There has been a range of prickly reaction to my Megyn Kelly profile, which was published last Wednesday night at the exact same time she was broadcasting that problematic segment on Santa, wherein she assured her underage viewers (whuh?) that the fat man is white, despite what Slate blogger Aisha Harris wrote in her essay “Santa Claus Should Not Be a White Man Anymore.” The segment made Kelly the butt of jokes, and I wrote the next morning about her thoughts on “naysayers” and being called a racist. Then on Friday she answered her critics on the air by accusing them of humorlessness, which triggered another round of mockery (The New Yorker, etc.) that has extended into this week (“The Daily Show,” etc.).
Seems to me that both Harris and Kelly were attempting cheekiness (Santa as a penguin? Children watching “The Kelly File”?), but what do I know. Regardless, many people read or skimmed my profile while thinking about the notion of white Santa, or white Jesus.
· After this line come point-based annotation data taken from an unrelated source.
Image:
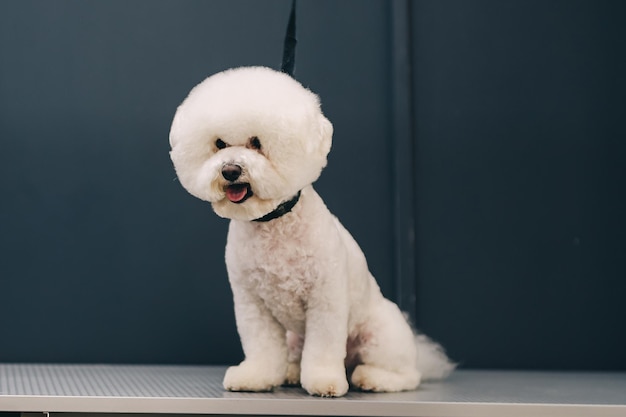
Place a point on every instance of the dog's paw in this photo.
(325, 382)
(293, 374)
(372, 378)
(251, 376)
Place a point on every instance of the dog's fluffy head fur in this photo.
(248, 139)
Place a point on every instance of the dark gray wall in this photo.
(521, 180)
(478, 160)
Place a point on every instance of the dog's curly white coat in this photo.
(308, 310)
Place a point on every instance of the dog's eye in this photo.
(255, 143)
(220, 144)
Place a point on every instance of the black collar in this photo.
(281, 210)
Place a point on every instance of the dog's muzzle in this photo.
(236, 192)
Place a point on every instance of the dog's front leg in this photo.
(264, 346)
(323, 370)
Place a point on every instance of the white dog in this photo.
(251, 141)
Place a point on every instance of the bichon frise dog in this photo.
(251, 141)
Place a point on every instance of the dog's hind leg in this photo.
(387, 352)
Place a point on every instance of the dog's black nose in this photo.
(231, 172)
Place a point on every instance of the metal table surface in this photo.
(190, 390)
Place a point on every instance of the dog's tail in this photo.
(432, 361)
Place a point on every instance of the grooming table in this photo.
(117, 390)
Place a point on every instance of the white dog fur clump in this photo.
(250, 141)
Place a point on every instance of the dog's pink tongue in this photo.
(236, 193)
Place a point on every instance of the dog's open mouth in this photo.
(238, 193)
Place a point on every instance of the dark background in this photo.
(478, 159)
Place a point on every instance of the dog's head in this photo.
(248, 139)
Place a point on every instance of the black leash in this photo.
(289, 49)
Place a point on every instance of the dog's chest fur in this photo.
(278, 263)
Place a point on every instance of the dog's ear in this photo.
(175, 128)
(325, 135)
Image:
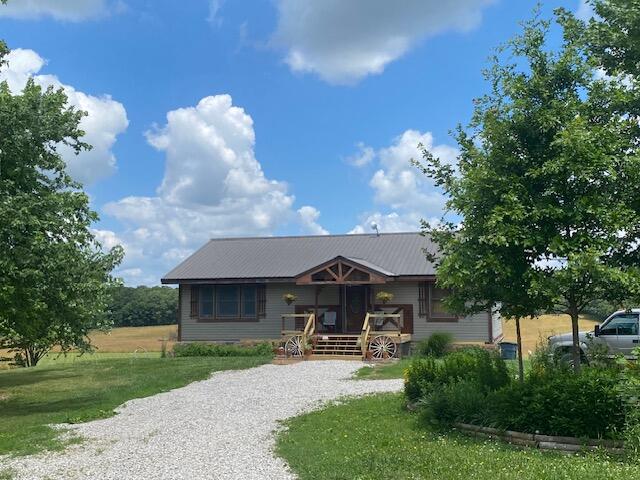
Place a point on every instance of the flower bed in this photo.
(473, 387)
(543, 442)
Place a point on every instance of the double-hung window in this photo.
(431, 303)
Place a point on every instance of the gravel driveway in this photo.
(220, 428)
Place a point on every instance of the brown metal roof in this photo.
(396, 254)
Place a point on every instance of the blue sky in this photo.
(263, 117)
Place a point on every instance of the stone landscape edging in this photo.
(542, 442)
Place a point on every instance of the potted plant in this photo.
(384, 297)
(308, 349)
(289, 298)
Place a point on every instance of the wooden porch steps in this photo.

Gawker and NewsBusters assessed my piece — the latter called the profile “positive” and me “smitten,” the former suggested I’m party to Fox News’s campaign to cast Kelly as a straight-news anchor — which means that I’ve received e-mails over the past week from people who know more than I do, about everything, especially Megyn Kelly. Here are two such e-mails that represent the spectrum:
Get a life!! You can’t stand it that there are actually smart and attractive women out there who don’t agree with your liberal agenda.
I didn’t think those right-wing celebrity puff pieces in the Style section could get any more nauseating until I read your little pile of cat sick this morning.
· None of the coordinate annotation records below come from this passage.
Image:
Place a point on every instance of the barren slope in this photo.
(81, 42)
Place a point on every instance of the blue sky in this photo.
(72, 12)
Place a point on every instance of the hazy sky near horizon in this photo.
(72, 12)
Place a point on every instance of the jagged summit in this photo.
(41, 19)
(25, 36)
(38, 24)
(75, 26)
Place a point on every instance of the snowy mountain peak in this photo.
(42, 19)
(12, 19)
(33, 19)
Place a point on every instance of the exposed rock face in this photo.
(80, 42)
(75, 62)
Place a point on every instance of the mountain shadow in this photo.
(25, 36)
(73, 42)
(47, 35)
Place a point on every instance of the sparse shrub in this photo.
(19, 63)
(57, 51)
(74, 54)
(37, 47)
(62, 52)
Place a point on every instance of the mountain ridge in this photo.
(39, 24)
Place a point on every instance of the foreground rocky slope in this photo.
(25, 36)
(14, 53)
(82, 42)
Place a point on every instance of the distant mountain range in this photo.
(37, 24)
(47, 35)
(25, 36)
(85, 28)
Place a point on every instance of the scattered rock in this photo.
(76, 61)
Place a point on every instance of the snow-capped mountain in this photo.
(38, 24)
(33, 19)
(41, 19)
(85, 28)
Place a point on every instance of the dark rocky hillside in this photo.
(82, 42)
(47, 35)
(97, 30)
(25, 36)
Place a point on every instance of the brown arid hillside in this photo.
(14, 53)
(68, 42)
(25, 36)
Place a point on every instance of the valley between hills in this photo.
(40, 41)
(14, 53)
“Cat sick” is a terrific jab, and I’ve incorporated it into my own quiver of insults, so I’ve got that going for me, which is nice. Despite its use of the word “praise,” which I think is inexact, the most substantive criticism I received via e-mail was this:
I do think that some of the methods you used in the article were too clever by half. … positive elements of Megyn Kelly were portrayed with explicit and succinct statements of praise (“telling”), whereas negative elements were portrayed indirectly (“showing”).
But my favorite critical e-mail said much more in fewer words:
I guess if 2.5 million watch her, 317.5 million don’t, right?
So true. And yet how many more viewers has this protracted Santa episode delivered to her? How many of her faithful are now even fonder and more defensive of her? We’ll see. In the meantime, I refer you back to the essence of my story: She’s smart, she’s easy to like and she knows what she’s doing.